Abraham Wheelock (1593 in Whitchurch, Shropshire – 25 September 1653) was an English linguist. He was the first Cambridge professor of Arabic.

==Cambridge==
He graduated MA from Trinity College, Cambridge in 1618, and became Fellow of Clare College, Cambridge in 1619. He was the first Adams Professor of Arabic at the University of Cambridge, from around 1632. According to Robert Irwin, he regarded it as part of his academic duty to discourage students from taking up the subject. Thomas Hyde was one of his pupils.

==Clergyman==
He was ordained deacon in the Church of England by the Bishop of London in 1619 and priest by the Bishop of Peterborough in 1622. He served as vicar of St Sepulchre's, Cambridge, from 1622 to 1642, of Passenham, Northamptonshire, in 1626–27, and of Middleton, Norfolk.

==Librarian==
Wheelock was appointed librarian of the "Public Library" (i. e. Cambridge University Library) in 1629, and was also Reader in Anglo-Saxon. In 1632 he oversaw the transfer of Thomas van Erpe's collection of oriental books and manuscripts to Cambridge University Library from the family of the 1st Duke of Buckingham who had bought it before the latter's death in 1628. This brought with it the collection's first book in Chinese.

==Editor==
Wheelock produced the editio princeps of the Old English version of Bede's Ecclesiastical History of the English People and the Anglo-Saxon Chronicle (1643–1644). In the same work he published an important edition – and the first in England – of Bede's Ecclesiastical History in its original Latin text, opposite the Old English version, along with Anglo-Saxon laws. Many of the notes in this consist of the Old English homilies of Aelfric of Eynsham, which Wheelocke translated himself into Latin. In the following year (1644), the London publisher Cornelius Bee put out another, enlarged edition, which included an updated version of William Lambarde's legal text "Archaionomia." This text was probably a collaboration between Wheelock and his friend Sir Roger Twysden.

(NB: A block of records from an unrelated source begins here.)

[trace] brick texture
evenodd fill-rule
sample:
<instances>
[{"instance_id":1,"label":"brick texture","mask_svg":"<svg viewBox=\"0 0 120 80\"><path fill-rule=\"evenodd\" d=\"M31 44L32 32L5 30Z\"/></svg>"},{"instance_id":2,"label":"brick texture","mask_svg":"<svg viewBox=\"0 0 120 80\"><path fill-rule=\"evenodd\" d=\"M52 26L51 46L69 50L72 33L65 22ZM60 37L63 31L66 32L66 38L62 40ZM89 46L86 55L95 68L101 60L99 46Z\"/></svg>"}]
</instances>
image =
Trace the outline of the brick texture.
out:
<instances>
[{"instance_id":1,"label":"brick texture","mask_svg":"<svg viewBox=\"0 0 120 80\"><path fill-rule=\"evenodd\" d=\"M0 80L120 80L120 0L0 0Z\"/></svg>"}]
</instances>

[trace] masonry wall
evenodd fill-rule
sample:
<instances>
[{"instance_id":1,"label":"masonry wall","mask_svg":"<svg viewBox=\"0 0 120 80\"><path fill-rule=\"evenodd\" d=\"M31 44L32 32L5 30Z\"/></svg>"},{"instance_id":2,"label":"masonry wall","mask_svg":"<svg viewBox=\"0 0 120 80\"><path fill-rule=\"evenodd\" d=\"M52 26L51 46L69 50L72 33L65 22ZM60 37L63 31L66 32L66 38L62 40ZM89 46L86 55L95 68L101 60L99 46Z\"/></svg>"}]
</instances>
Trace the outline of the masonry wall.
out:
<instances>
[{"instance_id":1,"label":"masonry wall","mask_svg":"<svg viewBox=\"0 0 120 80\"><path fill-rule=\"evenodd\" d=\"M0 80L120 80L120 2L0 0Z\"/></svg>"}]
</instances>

Quatuor evangeliorum domini nostri Jesu Christi versio Persica Syriacam & Arabicam suavissimè redolens was a trilingual version of the Four Gospels, published in the same year as the London Polyglot, to which he also contributed.

==Personal life==
Wheelocke married in 1632 Clemence Godd. He was believed by Venn to be probably father of Ralph and Gregory Wheelock (sic) who respectively entered Cambridge in 1645 and 1649.